Maybe Ivan wants to chime in? He said he changed the front end from Cosmos ADC to ADCiso to improve 10 kHz HD, so maybe this would have an impact on IMD, too?
 
If I will have time, I will send 1khz level seep comparison.
The main problem with AK5572 is its aggressive noise shaping that also starts early.
For harmonics to 1khz it is good enough, but to measure harmonics of 10khz or even 20khz it is useless.
Also, Ivan's cosmos ADC (I have non iso version) has a very low noise floor. For that I am not sure if it only the ADC itself that is better or the low resistance front end that Ivan implemented.
 
You're right, that was the main gripe with AK5572 as well as most other audio ADCs other than AK5394A an ES9822, that their noise sampling corner starts too early.

Now that graph is quite something! It is the first time I have seen the IMD hump play out in 1 kHz THD for either ADCs or DACs. It is also much longer (down to -50 dB) and wider (16 dB relative to AK5572) than the IMD humps that are usually found in Amir's testing. Amir's HD and SINAD is usually near full scale (at 4.0 V). It wouldn't hurt to for Amir to add a -20 dB test or even better a sweep of 1 kHz THD.

What kind of software are you using to do those sweeps and combine them into a graph?

As for comparing the two ADCs, this mirrors what's been said about AKM and ESS DACs: AKM has excellent THD up to near full scale and falls apart in the last few dB whereas ESS excels near fs.

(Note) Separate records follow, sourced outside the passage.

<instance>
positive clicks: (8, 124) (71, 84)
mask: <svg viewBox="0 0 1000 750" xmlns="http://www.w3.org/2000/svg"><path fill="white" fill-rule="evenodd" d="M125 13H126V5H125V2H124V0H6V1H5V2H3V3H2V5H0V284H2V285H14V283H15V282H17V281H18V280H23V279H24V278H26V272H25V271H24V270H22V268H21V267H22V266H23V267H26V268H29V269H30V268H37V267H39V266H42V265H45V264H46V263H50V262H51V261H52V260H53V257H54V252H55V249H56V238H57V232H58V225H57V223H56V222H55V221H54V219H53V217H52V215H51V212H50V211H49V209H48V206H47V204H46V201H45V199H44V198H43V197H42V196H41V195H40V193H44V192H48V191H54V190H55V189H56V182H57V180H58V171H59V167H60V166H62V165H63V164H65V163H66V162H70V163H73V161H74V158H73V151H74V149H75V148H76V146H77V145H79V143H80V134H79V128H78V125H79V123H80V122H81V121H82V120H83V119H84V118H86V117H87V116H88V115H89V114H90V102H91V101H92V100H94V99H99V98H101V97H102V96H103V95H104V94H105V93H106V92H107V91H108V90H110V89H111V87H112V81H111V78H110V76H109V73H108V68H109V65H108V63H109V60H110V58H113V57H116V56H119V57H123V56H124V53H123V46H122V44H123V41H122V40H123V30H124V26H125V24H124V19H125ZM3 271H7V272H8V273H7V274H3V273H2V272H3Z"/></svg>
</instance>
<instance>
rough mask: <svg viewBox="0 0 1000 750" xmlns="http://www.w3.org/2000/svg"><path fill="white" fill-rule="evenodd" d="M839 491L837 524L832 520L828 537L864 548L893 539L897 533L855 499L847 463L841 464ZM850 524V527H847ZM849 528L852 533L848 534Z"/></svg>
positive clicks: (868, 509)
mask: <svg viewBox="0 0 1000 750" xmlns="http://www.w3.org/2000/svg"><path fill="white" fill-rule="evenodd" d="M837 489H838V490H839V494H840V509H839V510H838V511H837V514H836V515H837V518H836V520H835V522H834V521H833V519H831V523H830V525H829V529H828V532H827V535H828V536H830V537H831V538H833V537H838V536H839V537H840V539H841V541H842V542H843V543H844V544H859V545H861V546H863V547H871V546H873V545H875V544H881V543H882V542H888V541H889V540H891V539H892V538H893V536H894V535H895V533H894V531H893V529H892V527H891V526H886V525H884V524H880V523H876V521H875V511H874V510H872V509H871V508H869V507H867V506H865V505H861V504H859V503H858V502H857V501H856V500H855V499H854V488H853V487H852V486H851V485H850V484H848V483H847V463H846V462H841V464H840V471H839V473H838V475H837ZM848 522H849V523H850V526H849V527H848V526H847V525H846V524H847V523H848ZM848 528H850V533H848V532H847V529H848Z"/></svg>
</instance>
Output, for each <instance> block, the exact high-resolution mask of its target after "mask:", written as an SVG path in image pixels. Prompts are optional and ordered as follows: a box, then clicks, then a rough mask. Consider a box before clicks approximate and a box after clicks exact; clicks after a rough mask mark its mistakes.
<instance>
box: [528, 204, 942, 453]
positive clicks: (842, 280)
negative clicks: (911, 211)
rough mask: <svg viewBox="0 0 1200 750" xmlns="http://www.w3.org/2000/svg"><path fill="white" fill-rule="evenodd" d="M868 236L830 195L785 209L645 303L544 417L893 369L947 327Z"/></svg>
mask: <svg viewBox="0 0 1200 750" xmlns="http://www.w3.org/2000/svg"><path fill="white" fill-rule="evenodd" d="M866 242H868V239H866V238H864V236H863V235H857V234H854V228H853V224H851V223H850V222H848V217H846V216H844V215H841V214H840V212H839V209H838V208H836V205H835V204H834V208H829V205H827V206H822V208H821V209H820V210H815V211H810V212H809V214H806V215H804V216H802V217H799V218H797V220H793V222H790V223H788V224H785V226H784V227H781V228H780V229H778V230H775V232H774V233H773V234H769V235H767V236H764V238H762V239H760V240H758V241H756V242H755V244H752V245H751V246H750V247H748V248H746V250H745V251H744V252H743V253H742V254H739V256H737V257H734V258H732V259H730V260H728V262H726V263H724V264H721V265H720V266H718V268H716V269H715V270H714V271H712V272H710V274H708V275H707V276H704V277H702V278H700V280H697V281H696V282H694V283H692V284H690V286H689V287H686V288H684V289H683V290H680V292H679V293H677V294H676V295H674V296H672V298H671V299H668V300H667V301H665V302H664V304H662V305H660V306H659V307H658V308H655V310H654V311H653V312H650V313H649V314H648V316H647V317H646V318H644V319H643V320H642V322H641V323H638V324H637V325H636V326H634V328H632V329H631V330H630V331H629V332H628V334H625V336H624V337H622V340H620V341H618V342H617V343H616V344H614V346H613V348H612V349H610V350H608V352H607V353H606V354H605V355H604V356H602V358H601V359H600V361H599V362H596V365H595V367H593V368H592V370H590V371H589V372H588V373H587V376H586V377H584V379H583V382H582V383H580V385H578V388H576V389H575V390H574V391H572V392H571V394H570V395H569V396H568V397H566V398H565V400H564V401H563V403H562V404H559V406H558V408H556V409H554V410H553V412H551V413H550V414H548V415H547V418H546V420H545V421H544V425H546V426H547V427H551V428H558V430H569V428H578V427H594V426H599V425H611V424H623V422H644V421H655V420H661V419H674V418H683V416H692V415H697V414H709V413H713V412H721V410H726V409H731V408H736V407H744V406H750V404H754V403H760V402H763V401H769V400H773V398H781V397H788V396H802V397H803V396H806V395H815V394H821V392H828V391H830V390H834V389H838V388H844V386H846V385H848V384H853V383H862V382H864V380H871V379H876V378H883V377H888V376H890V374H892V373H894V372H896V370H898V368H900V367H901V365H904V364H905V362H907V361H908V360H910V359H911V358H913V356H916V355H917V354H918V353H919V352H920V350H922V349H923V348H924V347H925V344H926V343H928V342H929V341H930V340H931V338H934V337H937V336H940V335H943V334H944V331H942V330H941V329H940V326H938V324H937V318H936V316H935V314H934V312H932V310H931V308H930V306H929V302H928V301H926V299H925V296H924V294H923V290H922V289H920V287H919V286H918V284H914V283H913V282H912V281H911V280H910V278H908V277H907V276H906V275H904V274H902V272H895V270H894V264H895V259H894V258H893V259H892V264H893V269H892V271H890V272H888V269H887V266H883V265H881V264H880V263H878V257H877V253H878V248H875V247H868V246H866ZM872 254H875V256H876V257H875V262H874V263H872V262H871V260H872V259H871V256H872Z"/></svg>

More subtly, the AK5572 seems to get even better than the extrapolation of the straight line between -40 and -20 dB (inverse hump). Maybe this is an artefact of the fitting algorithm, i.e. less noise getting binned with the harmonics at higher level? It is also interesting to note that the ES9822 falls about 10 dB short of the extrapolated line near fs.

Lastly, with the hump even for harmonics being most pronounce around -35 dB, that kind of discredits the idea that the hump is about glitching in the switches getting worst near fs.
 
Hi,

First thing: as I understand AP uses auto ranger at least for one tone (1khz). By this you bypass the interval of hump and maybe that the reason with Amir you can see IMD hump but not THD hump.

The software is REW.

What you said about near full scale degradation of the AKM is true but the sensitivity I have used for the cosmos is 6.7V scale while for the Nihtila (AKM) about 4V. The SMSL full scale is 5V. So, the cosmos is not as close to it's full scale as the Nihtila.

About the extrapolation, I will send the shots of AKM and ESS ADCs separately and with respect to their input level to ADC.
 
I don't think I've ever seen a THD sweep in Amirs DAC measurements.
Just a thought, inspired by Ivans post in the other hump thread that got hijacked by the subjectivists: https://www.diyaudio.com/community/threads/return-of-the-ess-hump.391267/post-7205775

What if your DAC produces copious amounts of this hump and the AKM ADC is blind to this because of its aggressive noise shaping and the ES ADC detects it, maybe as aliasing? Using a switched attenuator would be one way, especially if it is extremely low distortoion as the scaler. The other idea would be to use a brick wall low pass or an inverted notch on the DAC output. Or a regular notch on the ADC which would filter out the fundamental. If the hump remains, it is not due to IMD in the ADC.